What strikes me as interesting is the way the film shows the complicity the average man has in the actions of both those around him and the world at large, and the struggle to do great good while loved ones destroy themselves.  Breen is a great magic world-saving angel ghost and yet he has to keep his bitch on a leash and stop the poor family who own a ferrari from being drunk and stupid.  Of course being rich doesn't solve problems but I really don't see how she needs to have that horrible job at the bank when they have a ferrari.  Of course the drunk sex-deprived husband lords over it all day until his wife shoots him out of boredom.  Misery loves company, so until Breen can solve all the problems of the world they meet up a lot and have dinner.  I can't stress enough how awkward, hilarious and surreal the social scenes are.  The weird thing is, there's a logic to it, the reactions make sense, but they're so weird it's like everyone's high on something.  When Breen and his wife call to arrange to meet up with them, they're happy about it, and yet instead of getting on with what they're doing until such time as they meet up, they stand in the kitchen and grin with wide eyes like they're on drugs.  Of course the film takes a hard anti-drug stance as does his previous film.  Or at least anti big-pharma.  Breen fatally quits his strong medication and his wife becomes addicted to it after eating it out of the toilet.  I can't believe I just typed that, but I  think this shows nicely how the success of one can be the fall of another.  Breen finds a new lease in life while his wife becomes more depressed, bored and disillusioned.  He must balance his great task with meeting the needs of his wife.  In one touching scene he pushes everything aside (literally) and rips her clothes.  So Breen cannot be satisfied with being a novelist and must do something big to change the world on a global scale, because he realises that small good deeds are always countered by bad ones so any change must be wide scale.  The film is about trying to affect change in hopeless situations.

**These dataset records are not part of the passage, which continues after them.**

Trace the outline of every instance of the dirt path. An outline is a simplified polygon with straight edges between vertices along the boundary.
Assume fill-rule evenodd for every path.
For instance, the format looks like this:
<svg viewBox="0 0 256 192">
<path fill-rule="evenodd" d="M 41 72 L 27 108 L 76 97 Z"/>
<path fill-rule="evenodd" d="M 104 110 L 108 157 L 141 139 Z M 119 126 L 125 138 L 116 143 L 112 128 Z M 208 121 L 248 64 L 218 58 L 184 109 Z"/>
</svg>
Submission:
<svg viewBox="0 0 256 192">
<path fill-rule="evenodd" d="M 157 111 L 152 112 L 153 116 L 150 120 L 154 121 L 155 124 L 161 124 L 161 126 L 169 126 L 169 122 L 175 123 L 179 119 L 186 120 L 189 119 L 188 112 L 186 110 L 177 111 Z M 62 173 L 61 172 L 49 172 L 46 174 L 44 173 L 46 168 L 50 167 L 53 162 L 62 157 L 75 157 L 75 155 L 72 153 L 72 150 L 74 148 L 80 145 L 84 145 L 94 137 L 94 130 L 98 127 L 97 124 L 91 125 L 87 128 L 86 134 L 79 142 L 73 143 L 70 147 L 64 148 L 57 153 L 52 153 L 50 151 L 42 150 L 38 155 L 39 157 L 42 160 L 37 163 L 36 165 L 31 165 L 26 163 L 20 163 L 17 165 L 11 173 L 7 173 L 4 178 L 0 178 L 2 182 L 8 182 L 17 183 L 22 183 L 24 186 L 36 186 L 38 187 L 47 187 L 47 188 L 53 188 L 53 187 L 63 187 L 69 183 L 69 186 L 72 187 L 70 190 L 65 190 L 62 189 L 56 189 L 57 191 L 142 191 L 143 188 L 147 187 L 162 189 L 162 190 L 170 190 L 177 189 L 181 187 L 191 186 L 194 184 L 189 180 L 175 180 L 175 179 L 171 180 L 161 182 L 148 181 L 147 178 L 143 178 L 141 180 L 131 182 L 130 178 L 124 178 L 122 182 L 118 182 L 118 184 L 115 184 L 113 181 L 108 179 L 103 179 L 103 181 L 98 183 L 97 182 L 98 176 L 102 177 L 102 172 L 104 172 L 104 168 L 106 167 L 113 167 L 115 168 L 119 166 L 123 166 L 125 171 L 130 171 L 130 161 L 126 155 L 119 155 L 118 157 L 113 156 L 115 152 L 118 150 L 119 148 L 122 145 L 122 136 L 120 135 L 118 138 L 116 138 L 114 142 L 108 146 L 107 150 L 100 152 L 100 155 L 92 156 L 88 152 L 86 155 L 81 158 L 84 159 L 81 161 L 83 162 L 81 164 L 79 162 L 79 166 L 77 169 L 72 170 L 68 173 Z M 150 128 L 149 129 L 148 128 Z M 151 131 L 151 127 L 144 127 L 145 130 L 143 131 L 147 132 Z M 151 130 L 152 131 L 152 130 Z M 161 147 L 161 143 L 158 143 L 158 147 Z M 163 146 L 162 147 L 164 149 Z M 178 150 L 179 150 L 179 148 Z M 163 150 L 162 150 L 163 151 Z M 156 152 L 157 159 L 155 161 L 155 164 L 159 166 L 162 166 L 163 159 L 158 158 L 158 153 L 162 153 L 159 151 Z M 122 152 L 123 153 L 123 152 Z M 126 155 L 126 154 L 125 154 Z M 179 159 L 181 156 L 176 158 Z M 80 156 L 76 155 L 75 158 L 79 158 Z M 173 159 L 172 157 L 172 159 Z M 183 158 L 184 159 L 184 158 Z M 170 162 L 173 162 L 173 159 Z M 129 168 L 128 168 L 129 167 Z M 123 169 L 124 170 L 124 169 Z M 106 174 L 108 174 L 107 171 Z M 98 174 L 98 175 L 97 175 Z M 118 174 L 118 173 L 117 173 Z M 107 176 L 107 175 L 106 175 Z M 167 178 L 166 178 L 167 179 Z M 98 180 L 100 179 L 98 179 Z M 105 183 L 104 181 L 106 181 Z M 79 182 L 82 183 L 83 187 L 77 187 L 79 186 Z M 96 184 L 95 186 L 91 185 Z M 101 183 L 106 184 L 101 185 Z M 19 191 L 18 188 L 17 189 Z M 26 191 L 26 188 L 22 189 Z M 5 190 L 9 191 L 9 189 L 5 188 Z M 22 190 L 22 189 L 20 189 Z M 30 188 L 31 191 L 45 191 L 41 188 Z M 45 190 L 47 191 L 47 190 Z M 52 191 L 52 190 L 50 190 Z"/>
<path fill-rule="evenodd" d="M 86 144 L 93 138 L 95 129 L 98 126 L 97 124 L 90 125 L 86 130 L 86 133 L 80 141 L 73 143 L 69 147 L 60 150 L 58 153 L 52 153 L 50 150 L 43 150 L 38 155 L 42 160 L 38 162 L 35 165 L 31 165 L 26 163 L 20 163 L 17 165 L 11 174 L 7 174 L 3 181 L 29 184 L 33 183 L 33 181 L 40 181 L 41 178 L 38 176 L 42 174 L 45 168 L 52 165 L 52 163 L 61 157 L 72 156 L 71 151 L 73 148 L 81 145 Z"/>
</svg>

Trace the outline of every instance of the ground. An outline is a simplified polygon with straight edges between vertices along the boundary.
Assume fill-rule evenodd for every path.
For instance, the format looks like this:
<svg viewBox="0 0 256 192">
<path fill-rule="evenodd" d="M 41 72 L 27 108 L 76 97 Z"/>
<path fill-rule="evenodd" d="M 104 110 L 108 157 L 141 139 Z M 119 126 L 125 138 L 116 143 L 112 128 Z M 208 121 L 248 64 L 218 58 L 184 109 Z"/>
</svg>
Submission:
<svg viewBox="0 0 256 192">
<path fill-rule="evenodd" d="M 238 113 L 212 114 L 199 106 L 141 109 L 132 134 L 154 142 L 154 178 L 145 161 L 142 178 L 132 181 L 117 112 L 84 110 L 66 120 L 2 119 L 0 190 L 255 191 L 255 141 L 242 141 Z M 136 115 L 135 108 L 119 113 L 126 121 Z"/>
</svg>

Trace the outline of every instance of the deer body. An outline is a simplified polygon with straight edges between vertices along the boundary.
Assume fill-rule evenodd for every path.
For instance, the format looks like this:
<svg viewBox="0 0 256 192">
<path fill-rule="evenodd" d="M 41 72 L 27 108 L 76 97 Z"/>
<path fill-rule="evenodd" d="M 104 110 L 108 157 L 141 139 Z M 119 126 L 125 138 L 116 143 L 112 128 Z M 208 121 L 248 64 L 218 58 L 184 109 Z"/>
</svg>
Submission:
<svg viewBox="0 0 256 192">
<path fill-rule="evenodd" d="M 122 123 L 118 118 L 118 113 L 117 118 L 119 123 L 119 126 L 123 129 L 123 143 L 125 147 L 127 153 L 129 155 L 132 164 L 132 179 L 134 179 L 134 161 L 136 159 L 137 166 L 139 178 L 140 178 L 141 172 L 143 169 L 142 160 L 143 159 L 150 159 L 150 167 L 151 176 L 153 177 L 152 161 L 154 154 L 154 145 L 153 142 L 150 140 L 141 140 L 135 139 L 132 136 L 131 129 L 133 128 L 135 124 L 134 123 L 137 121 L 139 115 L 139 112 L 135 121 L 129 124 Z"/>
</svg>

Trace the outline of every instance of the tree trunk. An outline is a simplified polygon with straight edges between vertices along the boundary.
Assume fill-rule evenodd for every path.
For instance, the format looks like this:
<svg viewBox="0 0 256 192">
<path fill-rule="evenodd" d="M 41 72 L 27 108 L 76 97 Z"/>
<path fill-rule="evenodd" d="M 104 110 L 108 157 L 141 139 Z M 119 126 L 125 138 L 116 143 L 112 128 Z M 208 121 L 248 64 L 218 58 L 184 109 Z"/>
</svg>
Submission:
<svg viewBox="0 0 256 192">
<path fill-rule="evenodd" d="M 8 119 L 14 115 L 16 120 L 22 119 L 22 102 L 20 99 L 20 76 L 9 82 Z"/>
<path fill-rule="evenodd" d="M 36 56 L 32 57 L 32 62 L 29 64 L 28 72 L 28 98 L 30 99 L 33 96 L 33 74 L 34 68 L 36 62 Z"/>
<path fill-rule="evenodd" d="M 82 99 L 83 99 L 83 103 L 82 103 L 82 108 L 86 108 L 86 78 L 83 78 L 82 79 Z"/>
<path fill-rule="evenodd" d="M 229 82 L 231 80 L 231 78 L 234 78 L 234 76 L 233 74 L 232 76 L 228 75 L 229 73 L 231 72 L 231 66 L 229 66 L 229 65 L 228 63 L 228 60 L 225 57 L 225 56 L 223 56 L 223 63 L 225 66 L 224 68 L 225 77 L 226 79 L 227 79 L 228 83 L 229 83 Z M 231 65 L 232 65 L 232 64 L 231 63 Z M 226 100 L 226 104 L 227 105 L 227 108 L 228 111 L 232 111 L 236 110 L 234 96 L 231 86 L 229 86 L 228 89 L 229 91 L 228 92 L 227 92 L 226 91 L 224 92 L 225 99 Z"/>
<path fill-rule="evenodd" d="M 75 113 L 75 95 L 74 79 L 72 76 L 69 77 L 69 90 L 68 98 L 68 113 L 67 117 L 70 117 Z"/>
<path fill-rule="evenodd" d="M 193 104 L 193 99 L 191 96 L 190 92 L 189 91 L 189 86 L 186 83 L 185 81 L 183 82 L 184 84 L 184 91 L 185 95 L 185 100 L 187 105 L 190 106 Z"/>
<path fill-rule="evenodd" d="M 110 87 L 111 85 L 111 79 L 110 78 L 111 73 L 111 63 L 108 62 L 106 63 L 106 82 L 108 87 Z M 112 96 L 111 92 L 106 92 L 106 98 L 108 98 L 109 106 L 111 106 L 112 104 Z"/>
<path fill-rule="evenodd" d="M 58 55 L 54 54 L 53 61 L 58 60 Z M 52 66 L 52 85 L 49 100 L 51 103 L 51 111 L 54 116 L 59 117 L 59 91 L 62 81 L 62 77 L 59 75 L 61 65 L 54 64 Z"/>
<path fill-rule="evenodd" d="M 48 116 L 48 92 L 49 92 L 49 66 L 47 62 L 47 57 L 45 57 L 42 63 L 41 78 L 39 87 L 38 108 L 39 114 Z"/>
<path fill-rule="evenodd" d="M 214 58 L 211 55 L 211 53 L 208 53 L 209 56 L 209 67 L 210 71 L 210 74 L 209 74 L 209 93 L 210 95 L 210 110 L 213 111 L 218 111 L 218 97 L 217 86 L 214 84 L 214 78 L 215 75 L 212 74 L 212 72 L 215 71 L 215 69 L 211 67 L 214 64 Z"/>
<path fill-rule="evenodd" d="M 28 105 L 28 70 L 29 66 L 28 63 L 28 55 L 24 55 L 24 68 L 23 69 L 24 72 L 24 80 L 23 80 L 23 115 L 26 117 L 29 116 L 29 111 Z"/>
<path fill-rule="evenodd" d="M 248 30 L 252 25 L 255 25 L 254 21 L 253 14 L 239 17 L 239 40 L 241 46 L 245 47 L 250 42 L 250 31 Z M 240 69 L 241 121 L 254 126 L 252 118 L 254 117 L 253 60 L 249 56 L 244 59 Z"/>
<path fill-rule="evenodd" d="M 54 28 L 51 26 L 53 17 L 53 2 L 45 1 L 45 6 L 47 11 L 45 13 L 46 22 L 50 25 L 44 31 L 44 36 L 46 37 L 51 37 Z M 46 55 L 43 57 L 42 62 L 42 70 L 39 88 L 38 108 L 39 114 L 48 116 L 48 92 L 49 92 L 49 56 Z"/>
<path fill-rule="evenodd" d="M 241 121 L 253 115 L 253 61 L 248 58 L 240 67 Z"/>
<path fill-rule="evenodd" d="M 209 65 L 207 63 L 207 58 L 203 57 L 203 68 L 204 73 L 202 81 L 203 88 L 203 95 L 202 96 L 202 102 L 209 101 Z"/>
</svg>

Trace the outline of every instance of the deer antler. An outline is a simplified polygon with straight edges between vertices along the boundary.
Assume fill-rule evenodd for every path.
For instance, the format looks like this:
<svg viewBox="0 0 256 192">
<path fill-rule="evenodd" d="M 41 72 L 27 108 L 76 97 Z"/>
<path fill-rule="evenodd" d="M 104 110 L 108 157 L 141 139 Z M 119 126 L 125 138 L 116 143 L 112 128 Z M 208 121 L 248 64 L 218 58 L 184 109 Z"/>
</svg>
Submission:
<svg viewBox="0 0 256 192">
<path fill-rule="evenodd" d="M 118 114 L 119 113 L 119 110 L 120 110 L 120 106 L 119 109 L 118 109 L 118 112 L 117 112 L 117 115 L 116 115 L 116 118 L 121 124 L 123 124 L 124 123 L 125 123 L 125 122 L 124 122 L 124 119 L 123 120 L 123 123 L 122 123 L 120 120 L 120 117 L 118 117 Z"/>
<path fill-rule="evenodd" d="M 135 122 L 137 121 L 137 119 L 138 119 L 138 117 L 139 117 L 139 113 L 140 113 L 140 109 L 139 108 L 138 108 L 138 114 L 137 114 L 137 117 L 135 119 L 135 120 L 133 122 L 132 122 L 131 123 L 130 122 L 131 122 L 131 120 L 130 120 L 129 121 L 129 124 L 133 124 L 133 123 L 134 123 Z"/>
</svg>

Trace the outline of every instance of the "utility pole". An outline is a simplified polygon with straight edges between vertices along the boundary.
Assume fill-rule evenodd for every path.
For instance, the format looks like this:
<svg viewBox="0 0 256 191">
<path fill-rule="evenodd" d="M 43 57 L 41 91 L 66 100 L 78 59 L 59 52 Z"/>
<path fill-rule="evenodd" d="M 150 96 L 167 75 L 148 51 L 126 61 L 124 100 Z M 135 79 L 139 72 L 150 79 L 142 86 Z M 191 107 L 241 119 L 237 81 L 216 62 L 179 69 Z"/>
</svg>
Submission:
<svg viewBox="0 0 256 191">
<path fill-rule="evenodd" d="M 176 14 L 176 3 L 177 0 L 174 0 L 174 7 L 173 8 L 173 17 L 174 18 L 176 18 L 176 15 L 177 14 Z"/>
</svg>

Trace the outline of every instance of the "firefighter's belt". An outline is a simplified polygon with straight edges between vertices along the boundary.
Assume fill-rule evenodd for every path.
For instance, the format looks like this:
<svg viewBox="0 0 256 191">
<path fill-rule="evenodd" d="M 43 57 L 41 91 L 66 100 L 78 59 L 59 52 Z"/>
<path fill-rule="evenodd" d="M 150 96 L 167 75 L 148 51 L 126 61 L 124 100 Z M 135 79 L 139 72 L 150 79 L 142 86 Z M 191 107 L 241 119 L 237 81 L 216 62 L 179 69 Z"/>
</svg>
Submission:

Eventually Breen gets straight to the source, and in a scene reminiscent of the crucified gangsters and politicians in the desert in I Am Here...Now, he speaks before the press and exposes the lies of corrupt senators and businessmen, and in a hilariously surreal scene they one by one admit to their mistakes before killing themselves in various way.  One leaves a car running in a garage, two suddenly shoot themselves and one hangs himself.  Just like that, instantly, they all give up before Breen's mighty power and the world is made a better place, but not without sacrifice, for Breen loses his wife and friends to the corruption of the world.  It simply has to be seen.  It could be metaphorical, showing how greed, cheating and lying is inherently self destructive in any form, but we'll never know.  The film is on a par with Double Down for me.  Both are masterpieces, grand in scope and vision, and I can't wait for his next film "Pass Thru."